紅は怒りではなく、恥ずかしさで顔を赤らめた。


「私…十七歳」彼女は呟くように言った。


「待て」アドリアンは後ずさった。「どうして俺の年齢が分かる?」


「未来が見えるの。でも、いつも当たるわけじゃない」彼女は目を伏せて答えた。


すると他の者も仮面を外した。


レイラ――月光のように青白い肌に、星が瞬くような瞳。


ミリサ――鼻にそばかす、エメラルドのまつ毛、太陽の光のような笑顔。


金色の魔女――ドラゴンメタルを思わせる肌に、鈴のような声。


そして…白銀の仮面の女。


静かで、ほとんど透き通りそうな、銀色のまつ毛と計り知れない悲しみをたたえた眼差し。

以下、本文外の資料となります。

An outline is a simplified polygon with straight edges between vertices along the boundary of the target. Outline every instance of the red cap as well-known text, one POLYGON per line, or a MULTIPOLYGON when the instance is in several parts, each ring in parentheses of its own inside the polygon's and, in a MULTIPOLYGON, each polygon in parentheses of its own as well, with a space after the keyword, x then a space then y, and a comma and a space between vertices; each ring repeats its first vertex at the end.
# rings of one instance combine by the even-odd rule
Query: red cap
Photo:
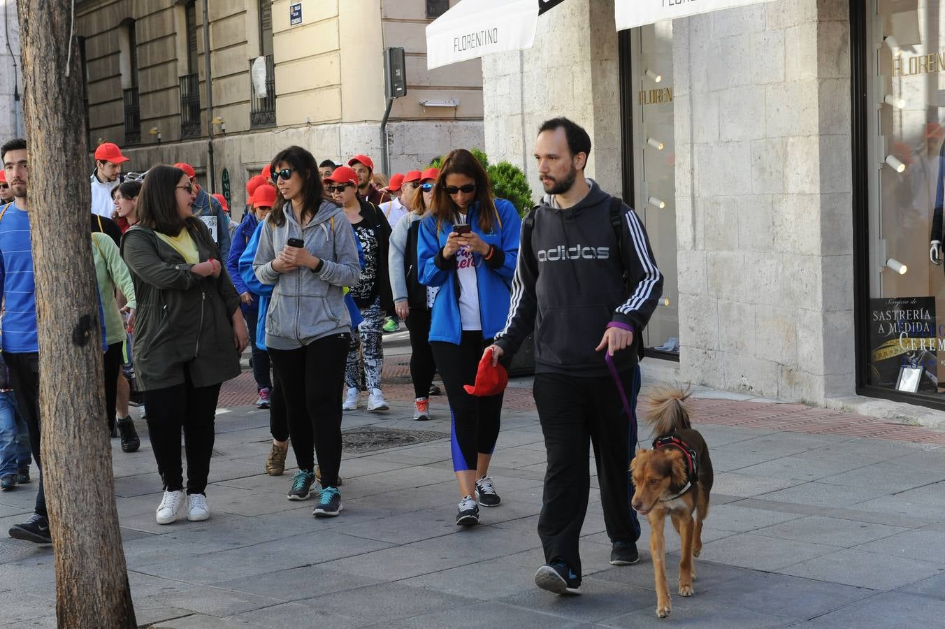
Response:
POLYGON ((390 182, 387 184, 387 190, 397 192, 404 185, 404 175, 402 173, 394 173, 390 177, 390 182))
POLYGON ((335 183, 351 183, 355 188, 357 187, 357 173, 349 168, 348 166, 338 166, 332 173, 331 177, 324 179, 325 181, 335 181, 335 183))
POLYGON ((182 170, 187 177, 197 177, 197 171, 195 171, 194 167, 191 166, 189 163, 185 163, 183 162, 178 162, 176 164, 174 164, 174 167, 182 170))
POLYGON ((351 160, 348 161, 348 165, 353 166, 359 162, 364 165, 368 166, 368 168, 370 168, 370 170, 373 172, 374 162, 367 155, 355 155, 354 157, 352 157, 351 160))
POLYGON ((276 204, 276 189, 272 186, 259 186, 252 196, 252 207, 271 208, 276 204))
POLYGON ((466 393, 485 398, 496 396, 508 385, 508 372, 501 365, 492 366, 492 352, 483 353, 479 360, 479 370, 475 373, 475 386, 463 384, 466 393))
POLYGON ((224 196, 219 193, 214 193, 213 195, 211 195, 211 196, 213 196, 214 198, 215 198, 217 201, 220 202, 220 205, 223 207, 223 212, 230 212, 230 206, 227 205, 226 196, 224 196))
POLYGON ((95 149, 95 159, 99 162, 111 162, 112 163, 128 162, 128 158, 121 154, 118 144, 111 142, 98 144, 98 148, 95 149))

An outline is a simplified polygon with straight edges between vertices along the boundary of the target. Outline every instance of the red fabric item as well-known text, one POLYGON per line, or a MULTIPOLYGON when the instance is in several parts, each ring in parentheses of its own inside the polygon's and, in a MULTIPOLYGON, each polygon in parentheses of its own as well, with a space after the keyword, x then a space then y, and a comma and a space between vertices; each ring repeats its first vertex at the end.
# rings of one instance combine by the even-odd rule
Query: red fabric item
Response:
POLYGON ((502 365, 492 366, 492 352, 483 352, 479 361, 479 370, 475 374, 475 385, 463 384, 466 393, 478 398, 497 396, 508 386, 508 372, 502 365))

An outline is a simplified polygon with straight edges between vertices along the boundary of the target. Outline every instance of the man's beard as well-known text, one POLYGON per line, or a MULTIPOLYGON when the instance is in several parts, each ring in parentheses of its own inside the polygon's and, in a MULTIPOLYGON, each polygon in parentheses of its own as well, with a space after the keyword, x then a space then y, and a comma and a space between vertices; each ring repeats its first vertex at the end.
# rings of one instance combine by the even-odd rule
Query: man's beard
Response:
POLYGON ((544 192, 548 195, 563 195, 564 193, 571 190, 571 186, 575 185, 575 180, 577 178, 577 169, 574 166, 567 175, 564 176, 562 179, 556 179, 550 177, 545 177, 544 180, 541 181, 544 184, 547 181, 552 181, 554 185, 549 189, 544 186, 544 192))

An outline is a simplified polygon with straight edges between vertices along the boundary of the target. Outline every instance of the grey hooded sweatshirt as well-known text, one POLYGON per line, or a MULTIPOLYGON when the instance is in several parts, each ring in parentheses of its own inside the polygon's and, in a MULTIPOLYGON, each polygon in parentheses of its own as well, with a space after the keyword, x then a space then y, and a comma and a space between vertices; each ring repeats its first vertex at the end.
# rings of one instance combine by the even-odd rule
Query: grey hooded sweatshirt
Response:
POLYGON ((354 232, 338 206, 322 201, 304 229, 291 203, 283 206, 283 212, 285 221, 279 227, 272 224, 272 214, 266 216, 252 269, 261 282, 274 286, 266 315, 266 347, 296 349, 324 336, 351 332, 344 287, 357 283, 361 264, 354 232), (272 261, 289 238, 301 238, 309 253, 324 261, 320 271, 299 267, 279 273, 272 268, 272 261))

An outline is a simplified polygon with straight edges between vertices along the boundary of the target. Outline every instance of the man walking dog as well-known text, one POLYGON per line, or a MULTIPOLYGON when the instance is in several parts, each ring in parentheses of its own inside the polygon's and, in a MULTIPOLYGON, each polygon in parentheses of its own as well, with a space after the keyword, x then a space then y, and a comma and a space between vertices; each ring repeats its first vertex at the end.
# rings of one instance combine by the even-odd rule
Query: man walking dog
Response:
POLYGON ((589 441, 600 481, 610 563, 639 560, 630 511, 628 436, 641 334, 662 292, 640 219, 584 178, 587 131, 567 118, 541 125, 535 144, 546 193, 523 223, 506 329, 493 363, 535 331, 535 405, 548 455, 538 532, 545 565, 539 587, 577 593, 578 537, 590 492, 589 441))

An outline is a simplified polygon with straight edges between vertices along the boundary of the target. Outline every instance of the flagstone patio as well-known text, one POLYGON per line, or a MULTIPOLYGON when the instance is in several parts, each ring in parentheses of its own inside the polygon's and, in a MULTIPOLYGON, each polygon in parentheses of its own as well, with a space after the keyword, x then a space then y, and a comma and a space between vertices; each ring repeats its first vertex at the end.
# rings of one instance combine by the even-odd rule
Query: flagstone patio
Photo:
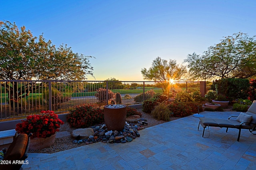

「彼女も…仲間なのか?」アドリアンは思わず手を伸ばしたが、彼女は驚いた子鹿のように引っ込んだ。


「ええ」紅が答えた。「でもまずは説明を」


彼女が手を上げると、空気が紅い文字で輝いた。


「私はエリザルダ。そして私たちは…呪われている」


真実の告白


「世間は私たちを老婆だと思っている。醜く、恐ろしい…あなた方の『バーバ・ヤーガ』のように」と紅が続けた。


「“骨脚”の…」アドリアンが反射的に付け加えた。


「ええ」レイラは口を歪めた。「でもあなたには…私たちは違って見える。私たちの本当の姿が見える五人目よ」


「そして最後の人」白銀の女が囁いた。その声はかすかに、葉ずれの音のように届いた。


アドリアンは冷や汗が背中を伝うのを感じた。


「じゃあ…俺がその呪いを解くってのか?」彼はきょろきょろしながら尋ねた。


「レイラから始めましょう」エリザルダが言った。「彼女があなたに一番近い」


「はあ…」アドリアンは白目を向いた。「神様、どうして俺をからかうんだ?!」


どこか天上から笑い声が響いた。


「ええ、からかってるわ!」少女の声が聞こえた。「五人もの魔女のハーレムを手に入れたのに、それが贈り物じゃないって言うの?!」


「彼はそれを望んでいたかすら聞かれなかったのに!」二つ目の声が割り込んだ。


「だから何?感謝すべきでしょ!」


アドリアンはため息をついた。


「わかった…あの“練乳モンスター”は誰の仕業だ?」


みんな顔を見合わせた。


「缶を見てごらん」レイラが言った。


ブリキの缶のほこりの下には、はっきりと文字が刻まれていた:


“軍事開発品。緊急時のみ開封せよ”


「…待て」アドリアンは青ざめた。「つまりソ連は魔法のことを知ってたのか?!練乳を武器として提供してたってのか?!」


しかし答えは聞こえなかった。


周囲の世界が震えたからだ。


空気が雷雨前のように唸り、壁がゆがんだ。そして突然――


「おっと!」


彼は移動を感じることなく、柔らかいソファーに着地した。


「今の何だ?!」彼は跳び起きて周りを見回した。


「レオノーラの魔法よ」紅が説明した。


「あの…白銀の?」


「ええ」


「なぜ俺だけが君たちの素顔を見えるんだ?」


レイラはため息をついた。


「あなたは五人目。そして最後に可能な人よ」


「私たちが出会った時の話、聞きたい?」ミリサが突然提案し、傍に座った。


アドリアンはうなずいたが、ソファーの背もたれに寄りかかると、まぶたが重くなった。


魔法が彼を包み込む――シルクのように温かく。


最後に見えたのは、四人の魔女全員がレオノーラを彼の方に押しやる姿だった。


そして――暗黒。


そして夢。


闇の魔女の夢


彼は落ちていた。


深淵を通り、時間を通り、彼女の過去を通って。


そして一人の少女を見た。


小さく、漆黒の髪をした少女が、焼け落ちた神殿の廃墟に座っていた。


彼女の顔には仮面。


あの仮面だ。


黒い仮面。


「レイラ…」彼は囁いた。


彼女は顔を上げた。


そして泣いた。


そして暗黒がすべてを飲み込んだ。